Гребцы, которых я назвал по именам, перешли на триеру. Я выбрал самых старших по возрасту, ибо от них требовались мужество и мудрость, и приказал выбросить пунов в море, привязав к их ногам грузы. Акулы из стада Амфитриты, привлеченные запахом крови, помогли нам избавиться от трупов. Оба келевста умоляли о пощаде, они были сицилийцами и состояли на службе у пунов. Обретшие свободу греки сумеют присмотреть за ними на пути домой. Я тоже поднялся на борт триеры и подозвал Аристаса.

Я разрыдался от ярости, увидев прикованных цепями к скамьям греков с клеймом на лбу или плече, и приказал Венитафу освободить их. Мне с трудом удалось удержать двух греков из Пирея, чтобы они на месте не расправились с келевстами. Я велел принести амфоры с вином и поджаренный хлеб. Затем, поскольку положение становилось опасным и надо было действовать быстро, я объяснил Аристасу, как лучше вернуться в Массалию.

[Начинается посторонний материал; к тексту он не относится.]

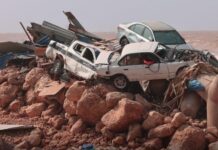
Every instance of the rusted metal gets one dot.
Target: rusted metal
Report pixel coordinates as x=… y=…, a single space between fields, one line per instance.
x=26 y=32
x=72 y=19
x=6 y=127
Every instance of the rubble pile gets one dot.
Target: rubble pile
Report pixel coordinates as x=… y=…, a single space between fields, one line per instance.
x=76 y=113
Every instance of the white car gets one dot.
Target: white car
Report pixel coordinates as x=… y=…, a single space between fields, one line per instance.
x=138 y=62
x=79 y=58
x=151 y=31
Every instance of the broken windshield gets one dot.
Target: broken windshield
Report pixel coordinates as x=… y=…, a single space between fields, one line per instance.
x=168 y=37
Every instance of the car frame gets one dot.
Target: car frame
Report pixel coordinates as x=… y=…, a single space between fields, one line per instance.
x=122 y=72
x=151 y=31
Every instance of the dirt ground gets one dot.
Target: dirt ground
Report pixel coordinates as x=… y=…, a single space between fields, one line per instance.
x=62 y=139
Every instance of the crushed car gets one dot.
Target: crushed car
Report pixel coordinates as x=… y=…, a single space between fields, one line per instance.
x=151 y=31
x=137 y=62
x=79 y=58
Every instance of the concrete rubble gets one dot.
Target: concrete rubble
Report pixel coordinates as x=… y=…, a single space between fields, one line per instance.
x=67 y=115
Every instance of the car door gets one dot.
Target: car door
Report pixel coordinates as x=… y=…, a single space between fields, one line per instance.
x=85 y=67
x=135 y=35
x=154 y=68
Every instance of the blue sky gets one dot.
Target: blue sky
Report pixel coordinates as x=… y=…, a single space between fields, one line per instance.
x=105 y=15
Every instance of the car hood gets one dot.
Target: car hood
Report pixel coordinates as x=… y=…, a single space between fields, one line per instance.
x=181 y=46
x=103 y=57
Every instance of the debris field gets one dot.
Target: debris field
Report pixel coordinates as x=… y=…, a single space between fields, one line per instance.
x=40 y=111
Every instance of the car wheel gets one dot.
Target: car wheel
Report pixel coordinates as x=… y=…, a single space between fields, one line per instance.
x=120 y=82
x=124 y=41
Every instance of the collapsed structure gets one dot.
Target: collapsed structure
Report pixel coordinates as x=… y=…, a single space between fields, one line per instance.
x=69 y=112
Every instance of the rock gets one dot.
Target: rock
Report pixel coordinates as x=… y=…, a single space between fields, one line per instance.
x=210 y=138
x=112 y=98
x=101 y=89
x=153 y=144
x=57 y=121
x=70 y=107
x=188 y=138
x=107 y=133
x=167 y=119
x=35 y=110
x=178 y=119
x=15 y=105
x=161 y=131
x=191 y=103
x=53 y=109
x=144 y=102
x=34 y=139
x=75 y=91
x=118 y=141
x=30 y=96
x=22 y=145
x=124 y=114
x=8 y=93
x=91 y=108
x=78 y=127
x=213 y=131
x=32 y=77
x=213 y=146
x=4 y=145
x=99 y=126
x=135 y=131
x=154 y=119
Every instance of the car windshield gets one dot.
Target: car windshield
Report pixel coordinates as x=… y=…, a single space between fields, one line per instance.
x=168 y=37
x=113 y=57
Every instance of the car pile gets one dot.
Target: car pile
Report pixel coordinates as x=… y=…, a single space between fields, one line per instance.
x=142 y=90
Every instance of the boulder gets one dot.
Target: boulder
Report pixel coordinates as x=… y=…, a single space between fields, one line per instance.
x=8 y=93
x=153 y=144
x=112 y=98
x=213 y=131
x=57 y=121
x=30 y=96
x=178 y=119
x=154 y=119
x=188 y=138
x=213 y=146
x=70 y=107
x=32 y=77
x=125 y=113
x=91 y=107
x=15 y=105
x=53 y=109
x=161 y=131
x=118 y=141
x=78 y=127
x=135 y=131
x=35 y=110
x=144 y=102
x=75 y=91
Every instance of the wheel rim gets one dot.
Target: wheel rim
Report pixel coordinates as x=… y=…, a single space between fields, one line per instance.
x=120 y=82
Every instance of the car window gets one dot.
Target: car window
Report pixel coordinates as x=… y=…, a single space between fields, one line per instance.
x=139 y=59
x=139 y=29
x=169 y=37
x=132 y=27
x=148 y=34
x=88 y=55
x=79 y=48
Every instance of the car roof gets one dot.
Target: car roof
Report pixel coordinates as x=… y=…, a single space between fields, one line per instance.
x=139 y=48
x=158 y=26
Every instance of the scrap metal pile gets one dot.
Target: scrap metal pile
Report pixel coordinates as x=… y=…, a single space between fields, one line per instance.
x=77 y=114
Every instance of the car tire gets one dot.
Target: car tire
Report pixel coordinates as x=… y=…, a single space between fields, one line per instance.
x=120 y=82
x=124 y=41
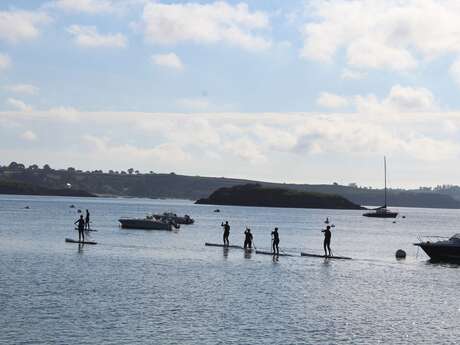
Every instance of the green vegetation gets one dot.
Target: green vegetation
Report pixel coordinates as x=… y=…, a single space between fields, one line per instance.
x=132 y=183
x=256 y=195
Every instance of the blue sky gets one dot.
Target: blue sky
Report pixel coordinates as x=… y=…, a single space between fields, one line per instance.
x=290 y=91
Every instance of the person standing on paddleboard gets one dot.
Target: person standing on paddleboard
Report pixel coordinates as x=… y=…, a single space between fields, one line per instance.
x=276 y=241
x=87 y=220
x=327 y=241
x=226 y=233
x=247 y=239
x=81 y=228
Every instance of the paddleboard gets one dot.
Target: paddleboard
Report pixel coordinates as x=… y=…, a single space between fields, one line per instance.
x=271 y=253
x=325 y=257
x=69 y=240
x=222 y=245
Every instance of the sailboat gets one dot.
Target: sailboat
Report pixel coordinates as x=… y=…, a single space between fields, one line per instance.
x=382 y=211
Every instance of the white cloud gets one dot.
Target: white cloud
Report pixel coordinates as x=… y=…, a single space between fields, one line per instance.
x=194 y=104
x=166 y=152
x=332 y=101
x=5 y=61
x=455 y=71
x=88 y=36
x=68 y=114
x=85 y=6
x=17 y=26
x=26 y=89
x=28 y=136
x=170 y=60
x=352 y=74
x=245 y=149
x=410 y=98
x=18 y=105
x=389 y=34
x=205 y=23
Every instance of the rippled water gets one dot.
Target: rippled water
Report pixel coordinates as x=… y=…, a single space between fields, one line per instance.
x=159 y=287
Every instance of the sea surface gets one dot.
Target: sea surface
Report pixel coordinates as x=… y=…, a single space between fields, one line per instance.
x=166 y=287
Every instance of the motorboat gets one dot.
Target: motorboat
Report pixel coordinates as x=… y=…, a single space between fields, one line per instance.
x=170 y=216
x=147 y=223
x=382 y=211
x=442 y=250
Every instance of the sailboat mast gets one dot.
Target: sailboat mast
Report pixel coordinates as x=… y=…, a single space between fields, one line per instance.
x=385 y=171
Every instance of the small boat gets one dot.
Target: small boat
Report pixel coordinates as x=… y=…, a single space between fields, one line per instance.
x=169 y=216
x=271 y=253
x=442 y=250
x=86 y=230
x=324 y=256
x=69 y=240
x=382 y=211
x=147 y=223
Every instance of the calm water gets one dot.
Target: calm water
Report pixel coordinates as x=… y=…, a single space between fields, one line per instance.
x=159 y=287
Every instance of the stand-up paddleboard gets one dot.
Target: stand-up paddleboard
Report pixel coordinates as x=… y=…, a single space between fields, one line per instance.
x=69 y=240
x=325 y=257
x=271 y=253
x=230 y=246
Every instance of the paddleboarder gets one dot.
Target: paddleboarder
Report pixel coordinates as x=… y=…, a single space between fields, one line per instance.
x=81 y=228
x=327 y=241
x=87 y=220
x=247 y=238
x=276 y=241
x=226 y=227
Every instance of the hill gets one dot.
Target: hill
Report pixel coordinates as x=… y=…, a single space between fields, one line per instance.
x=156 y=185
x=256 y=195
x=14 y=187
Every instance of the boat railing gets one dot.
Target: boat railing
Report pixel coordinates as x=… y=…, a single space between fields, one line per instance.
x=431 y=238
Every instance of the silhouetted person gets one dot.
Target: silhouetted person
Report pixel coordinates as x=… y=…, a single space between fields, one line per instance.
x=247 y=238
x=276 y=241
x=81 y=228
x=226 y=233
x=327 y=241
x=87 y=220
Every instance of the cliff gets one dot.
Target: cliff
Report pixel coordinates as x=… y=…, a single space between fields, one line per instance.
x=256 y=195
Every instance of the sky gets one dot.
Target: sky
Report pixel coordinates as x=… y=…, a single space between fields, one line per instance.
x=285 y=91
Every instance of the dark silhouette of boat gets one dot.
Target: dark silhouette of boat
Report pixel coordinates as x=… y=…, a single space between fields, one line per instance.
x=147 y=223
x=382 y=211
x=170 y=216
x=442 y=250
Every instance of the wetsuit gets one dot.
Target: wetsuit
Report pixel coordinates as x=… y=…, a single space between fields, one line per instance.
x=226 y=233
x=81 y=229
x=327 y=242
x=247 y=239
x=87 y=220
x=276 y=242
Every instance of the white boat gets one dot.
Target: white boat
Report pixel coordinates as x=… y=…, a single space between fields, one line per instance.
x=146 y=224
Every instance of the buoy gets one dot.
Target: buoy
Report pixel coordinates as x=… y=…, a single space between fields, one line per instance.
x=400 y=254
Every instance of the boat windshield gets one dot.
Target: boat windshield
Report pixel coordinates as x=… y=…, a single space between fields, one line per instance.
x=456 y=237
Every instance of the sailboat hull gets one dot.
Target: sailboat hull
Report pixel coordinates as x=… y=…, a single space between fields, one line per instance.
x=381 y=215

– Теперь вы будете грести как свободные люди. Иначе и быть не может из рабов никогда не получится стоящих моряков. Келевсты помогут вам ориентироваться по солнцу и звездам.

– Я дойду до Массалии с закрытыми глазами, – ответил Аристас. – Мы словно лошади, летящие на запах родной конюшни.

– Скажи архонтам и тимухам, что Пифей и Эвтимен прошли Столпы; скажи им также, что за два однорядных корабля я дарю им один трехрядный. Карты и этот инструмент беру себе, – сказал я, указывая на подобие циркуля, установленного на полукруге с изображениями звезд и Солнца [45]. – В путь! Полный ход! Да помогут нам боги! Оставьте заходящее солнце слева и чуть по корме.

– Херете! Ио, Пэан! Ио, Пэан! [46] – прокричали освобожденные греки. Херете, Артемида!

Келевстов поставили к рулевым веслам под надзором двух греков, и корабль двинулся только что пройденным нами путем обратно, навстречу свободе.

Вечер. Мы вышли в Океан. Эвтимен следует за мной. Нас покачивает на длинной волне. Ветер стих. «Лошадиная голова», которая теперь получит имя Посейдона, поскольку это животное посвящено ему, исчезла на восходе. Берег Тингиса едва различим. А противоположный не виден вовсе. Тем лучше.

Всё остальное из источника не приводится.